By Michael A. Miller
Many Jewish citizens are worried about the selection of Joseph Lieberman as Mr. Gore's runningmate, particularly older Jewish-Americans brought up not to call attention to their Jewishness and to Judaism in general. Some fear that Lieberman would be a handy scapegoat for a Gore loss in November.
Here on Long Island, some Jewish political leaders still doubt broad local support for Jewish candidates. In recent years, however, this perception has been disproved many times over. There are only small pockets of Nassau County voters who favor, all other things being equal, non-Jewish candidates over Jewish candidates simply because of religion or ethnicity. Ironically, the most religious-conscious voters in Nassau are Jews themselves, and Jewish candidates typically run much stronger in heavily-Jewish neighborhoods than would be allowed by chance.
The Lieberman choice is worrisome on other levels to some Jews, often reluctant to speak up for fear of rebuke.
More than a thousand years in ghettos sensitized the last century of Jewish leaders to the plights of the poor and the undeservedly downtrodden. Jews were at the forefront of the anti-establishment movements to end Apartheid in the south, to establish trade unions in the face of corporate thuggery, to create a society where racial, ethnic and lifestyle differences are accepted by the majority with more and more ease.
Joseph Lieberman, meanwhile, is at the forefront of the movements to increase defense spending, including for boondoggles like Star Wars, to crack down on free speech because it offends his personal sense of decency, to solidify corporate hold on health care that has excluded scores of millions of Americans from our health care system. And Joseph Lieberman is being held up as the model, the example, for Jewish participation in national affairs.
There has long been an alliance in national politics between the activist Christian Right and the small Jewish Right, originally based on mutual support for aid to Israel. In 1988, for example, many conservative Jewish organizations backed Bush over Dukakis, even though Dukakis' wife was Jewish. Many in the organized, dispensationalist Christian Right see a strong Israel as a vital component in the fulfillment of End Day's prophecy.
Wall Street has momentarily retaken operational control of the Republican Party, and the Lieberman gambit may be seen as a way of exploiting any breach, courting ethically-sensitive, Clinton-hating voters.
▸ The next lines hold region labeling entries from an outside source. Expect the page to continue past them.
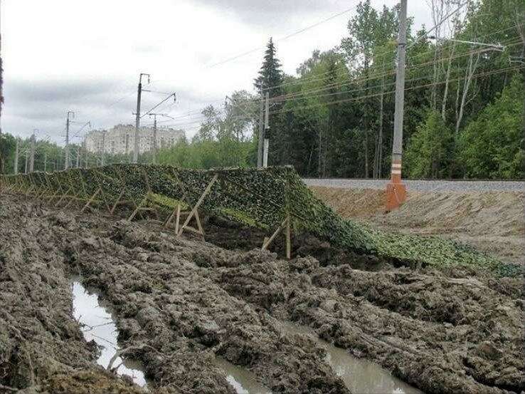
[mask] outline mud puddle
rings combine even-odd
[[[290,321],[280,321],[280,326],[288,333],[309,335],[327,351],[326,361],[352,393],[362,394],[423,394],[393,376],[380,366],[353,356],[347,351],[320,339],[314,330]]]
[[[101,305],[95,291],[88,291],[79,278],[71,281],[73,296],[73,317],[80,325],[84,338],[89,342],[95,341],[100,349],[97,363],[107,368],[111,358],[120,347],[117,343],[118,330],[115,319],[108,308]],[[148,382],[141,363],[134,360],[122,360],[117,357],[113,362],[115,368],[119,366],[117,373],[130,376],[137,385],[148,388]]]
[[[224,370],[226,380],[238,394],[271,394],[270,389],[258,382],[255,375],[249,370],[221,357],[216,358],[213,363]]]

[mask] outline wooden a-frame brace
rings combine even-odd
[[[188,215],[188,217],[186,218],[186,220],[184,221],[184,223],[182,224],[182,226],[181,226],[181,229],[179,230],[177,235],[182,235],[182,233],[184,232],[185,229],[189,230],[191,232],[193,232],[194,233],[198,234],[202,236],[204,235],[204,229],[203,229],[202,224],[201,223],[201,218],[198,217],[198,207],[202,204],[202,202],[204,201],[204,198],[206,198],[208,194],[211,191],[211,188],[213,187],[215,182],[217,182],[218,178],[218,174],[216,174],[215,175],[213,175],[213,177],[210,181],[210,183],[208,184],[208,186],[206,186],[206,188],[204,189],[204,191],[203,192],[202,195],[201,195],[201,197],[198,197],[198,199],[197,200],[197,203],[190,211],[189,214]],[[180,212],[180,207],[179,207],[179,214],[177,215],[177,219],[176,221],[176,224],[179,222],[179,219],[180,219],[180,214],[181,214],[181,212]],[[193,217],[195,217],[195,221],[197,223],[196,229],[188,225],[190,221]]]
[[[155,201],[155,199],[153,197],[153,192],[152,192],[152,188],[149,187],[149,180],[148,180],[148,175],[146,173],[146,172],[144,172],[144,180],[146,180],[146,186],[148,188],[148,191],[146,193],[146,195],[144,195],[142,200],[139,203],[139,205],[137,206],[135,208],[135,210],[133,211],[133,213],[132,213],[131,215],[129,215],[129,217],[127,218],[127,220],[131,222],[131,220],[135,217],[135,215],[137,213],[139,213],[142,211],[152,211],[153,213],[155,214],[155,217],[157,217],[157,219],[159,219],[159,212],[157,212],[157,209],[153,207],[144,207],[148,201],[152,202],[153,204],[156,204],[157,202]]]
[[[291,227],[292,227],[292,215],[290,213],[286,214],[286,219],[282,221],[282,223],[277,228],[270,238],[266,239],[262,242],[262,250],[267,250],[268,247],[274,242],[277,236],[280,232],[285,230],[285,238],[286,239],[286,258],[289,260],[292,258],[292,234],[291,234]]]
Mostly, though, this was a move to stop the shocking bleeding away of Gore's support base due to Clinton fatigue, apathy and Ralph Nader. Many progressive and independent thinkers will feel the need to vote for a ticket with a minority candidate, but the bleeding may start again. Progress, populism and new ideas get people excited. They get Democrats excited. They want to rebuild schools, fight AIDS, raise our poor infant mortality rates.
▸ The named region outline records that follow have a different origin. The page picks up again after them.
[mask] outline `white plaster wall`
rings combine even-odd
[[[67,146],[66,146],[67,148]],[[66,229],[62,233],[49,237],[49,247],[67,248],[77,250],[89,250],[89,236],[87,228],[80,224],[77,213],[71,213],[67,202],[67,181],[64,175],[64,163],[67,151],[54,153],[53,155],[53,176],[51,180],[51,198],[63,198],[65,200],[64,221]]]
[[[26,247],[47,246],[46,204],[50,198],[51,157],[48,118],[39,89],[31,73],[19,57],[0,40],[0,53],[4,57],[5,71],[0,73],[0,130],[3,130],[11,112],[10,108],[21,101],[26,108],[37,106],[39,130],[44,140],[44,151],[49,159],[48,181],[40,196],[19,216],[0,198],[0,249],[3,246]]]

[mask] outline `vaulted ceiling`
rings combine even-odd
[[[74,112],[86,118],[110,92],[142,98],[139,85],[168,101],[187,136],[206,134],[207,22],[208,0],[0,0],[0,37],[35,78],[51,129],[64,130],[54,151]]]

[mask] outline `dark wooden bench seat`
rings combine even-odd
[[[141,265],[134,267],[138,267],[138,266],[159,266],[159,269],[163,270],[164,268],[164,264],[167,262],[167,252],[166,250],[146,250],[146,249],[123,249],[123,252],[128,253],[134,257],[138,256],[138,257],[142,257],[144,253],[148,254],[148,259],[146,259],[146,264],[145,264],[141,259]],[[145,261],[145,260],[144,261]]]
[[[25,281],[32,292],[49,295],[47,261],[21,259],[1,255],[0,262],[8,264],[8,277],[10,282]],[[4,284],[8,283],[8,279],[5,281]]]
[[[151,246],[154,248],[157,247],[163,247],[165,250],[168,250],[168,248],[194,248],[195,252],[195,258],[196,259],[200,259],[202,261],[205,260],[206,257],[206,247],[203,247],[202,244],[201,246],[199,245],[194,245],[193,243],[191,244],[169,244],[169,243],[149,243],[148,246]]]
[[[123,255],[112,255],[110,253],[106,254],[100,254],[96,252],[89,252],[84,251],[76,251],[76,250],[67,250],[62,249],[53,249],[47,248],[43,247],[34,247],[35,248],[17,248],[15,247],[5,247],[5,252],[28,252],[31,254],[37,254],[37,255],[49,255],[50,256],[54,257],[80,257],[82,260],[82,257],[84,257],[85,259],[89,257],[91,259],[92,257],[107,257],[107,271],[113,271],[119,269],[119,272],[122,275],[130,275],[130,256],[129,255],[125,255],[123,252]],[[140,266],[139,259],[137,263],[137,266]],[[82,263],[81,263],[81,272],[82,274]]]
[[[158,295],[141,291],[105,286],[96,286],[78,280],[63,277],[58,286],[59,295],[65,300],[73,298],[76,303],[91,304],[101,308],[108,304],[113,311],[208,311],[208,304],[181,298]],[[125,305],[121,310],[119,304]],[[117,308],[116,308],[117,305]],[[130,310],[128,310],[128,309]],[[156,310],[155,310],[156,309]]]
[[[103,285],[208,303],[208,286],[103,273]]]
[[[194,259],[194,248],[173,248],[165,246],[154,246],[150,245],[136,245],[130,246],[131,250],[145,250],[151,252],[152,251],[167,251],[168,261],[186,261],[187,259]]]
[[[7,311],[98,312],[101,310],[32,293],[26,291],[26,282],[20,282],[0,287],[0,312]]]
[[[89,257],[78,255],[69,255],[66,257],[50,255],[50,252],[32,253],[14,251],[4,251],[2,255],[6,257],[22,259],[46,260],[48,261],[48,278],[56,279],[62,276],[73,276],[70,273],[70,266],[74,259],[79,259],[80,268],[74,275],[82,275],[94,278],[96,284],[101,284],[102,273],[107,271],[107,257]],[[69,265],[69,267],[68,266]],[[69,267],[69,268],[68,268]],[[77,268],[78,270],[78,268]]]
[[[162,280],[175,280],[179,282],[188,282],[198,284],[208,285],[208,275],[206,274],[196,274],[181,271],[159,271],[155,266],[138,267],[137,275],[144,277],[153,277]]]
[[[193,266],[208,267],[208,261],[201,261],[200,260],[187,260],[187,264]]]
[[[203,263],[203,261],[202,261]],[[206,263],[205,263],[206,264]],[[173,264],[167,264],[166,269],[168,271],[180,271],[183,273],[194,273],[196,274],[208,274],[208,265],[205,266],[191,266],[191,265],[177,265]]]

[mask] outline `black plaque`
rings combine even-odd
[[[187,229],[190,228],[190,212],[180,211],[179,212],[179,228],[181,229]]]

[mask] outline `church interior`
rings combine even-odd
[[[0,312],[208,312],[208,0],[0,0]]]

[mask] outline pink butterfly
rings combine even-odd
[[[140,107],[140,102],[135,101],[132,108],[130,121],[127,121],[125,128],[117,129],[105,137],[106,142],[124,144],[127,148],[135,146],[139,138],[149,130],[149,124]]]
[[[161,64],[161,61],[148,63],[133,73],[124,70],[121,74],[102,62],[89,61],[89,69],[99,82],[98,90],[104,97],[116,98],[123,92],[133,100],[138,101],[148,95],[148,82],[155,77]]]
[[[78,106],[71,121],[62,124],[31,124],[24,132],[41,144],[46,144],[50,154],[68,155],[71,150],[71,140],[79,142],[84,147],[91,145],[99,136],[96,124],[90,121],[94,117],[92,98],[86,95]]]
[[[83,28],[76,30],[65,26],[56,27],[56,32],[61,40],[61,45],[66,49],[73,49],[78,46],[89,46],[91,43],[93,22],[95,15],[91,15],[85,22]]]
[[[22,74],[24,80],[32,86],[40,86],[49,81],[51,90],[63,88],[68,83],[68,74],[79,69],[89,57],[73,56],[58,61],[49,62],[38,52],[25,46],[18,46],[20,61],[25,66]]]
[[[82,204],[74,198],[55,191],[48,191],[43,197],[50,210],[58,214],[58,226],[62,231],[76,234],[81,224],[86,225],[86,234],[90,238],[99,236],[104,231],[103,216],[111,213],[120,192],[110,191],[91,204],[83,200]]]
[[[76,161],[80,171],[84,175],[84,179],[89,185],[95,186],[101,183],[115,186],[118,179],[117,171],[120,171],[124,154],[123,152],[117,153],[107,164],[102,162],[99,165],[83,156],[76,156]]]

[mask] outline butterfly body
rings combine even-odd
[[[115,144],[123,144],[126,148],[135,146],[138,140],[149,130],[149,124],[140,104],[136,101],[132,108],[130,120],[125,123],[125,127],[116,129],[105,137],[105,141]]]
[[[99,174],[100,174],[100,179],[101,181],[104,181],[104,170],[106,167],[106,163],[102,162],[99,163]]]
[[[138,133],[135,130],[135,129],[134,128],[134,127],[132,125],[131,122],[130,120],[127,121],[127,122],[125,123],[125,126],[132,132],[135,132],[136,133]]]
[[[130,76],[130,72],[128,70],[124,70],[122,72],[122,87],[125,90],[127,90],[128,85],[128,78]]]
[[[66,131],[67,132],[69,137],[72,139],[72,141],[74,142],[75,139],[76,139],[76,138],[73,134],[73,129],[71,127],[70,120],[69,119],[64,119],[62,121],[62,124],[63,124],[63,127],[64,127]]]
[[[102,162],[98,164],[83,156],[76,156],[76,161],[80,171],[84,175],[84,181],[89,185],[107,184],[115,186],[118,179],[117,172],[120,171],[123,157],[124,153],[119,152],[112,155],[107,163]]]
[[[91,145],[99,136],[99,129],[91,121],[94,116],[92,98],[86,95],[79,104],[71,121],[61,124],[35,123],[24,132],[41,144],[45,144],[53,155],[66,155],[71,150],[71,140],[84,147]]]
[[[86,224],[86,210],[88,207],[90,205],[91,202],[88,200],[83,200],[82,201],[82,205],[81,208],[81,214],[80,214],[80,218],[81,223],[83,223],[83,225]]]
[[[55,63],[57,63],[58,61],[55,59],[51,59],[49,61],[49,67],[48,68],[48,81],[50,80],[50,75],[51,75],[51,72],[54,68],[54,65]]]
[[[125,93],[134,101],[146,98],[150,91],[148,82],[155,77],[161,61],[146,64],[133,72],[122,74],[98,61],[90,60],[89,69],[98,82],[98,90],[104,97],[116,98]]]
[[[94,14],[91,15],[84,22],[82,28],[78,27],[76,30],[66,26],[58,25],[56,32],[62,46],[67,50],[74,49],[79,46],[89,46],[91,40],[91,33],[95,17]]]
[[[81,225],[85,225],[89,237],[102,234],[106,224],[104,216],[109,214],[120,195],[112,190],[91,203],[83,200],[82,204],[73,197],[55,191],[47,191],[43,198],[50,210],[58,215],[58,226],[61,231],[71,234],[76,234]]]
When conservative, corporate Democrats hijacked the Democratic Party, they did what Nixon and Reagan could never do at the height of their popularity: They gave control of Congress and most governorships to the Republicans. Not because populism and progressivism died, but because many Democrats became deflated and apathetic.
Already we keep hearing Gore managers referring to the comeback win of Harry Truman in 1948. Well, Truman came back by transforming himself from a reactionary to a progressive in less than one year.
Democrats should learn from Harry, or the donkey may start bleeding again.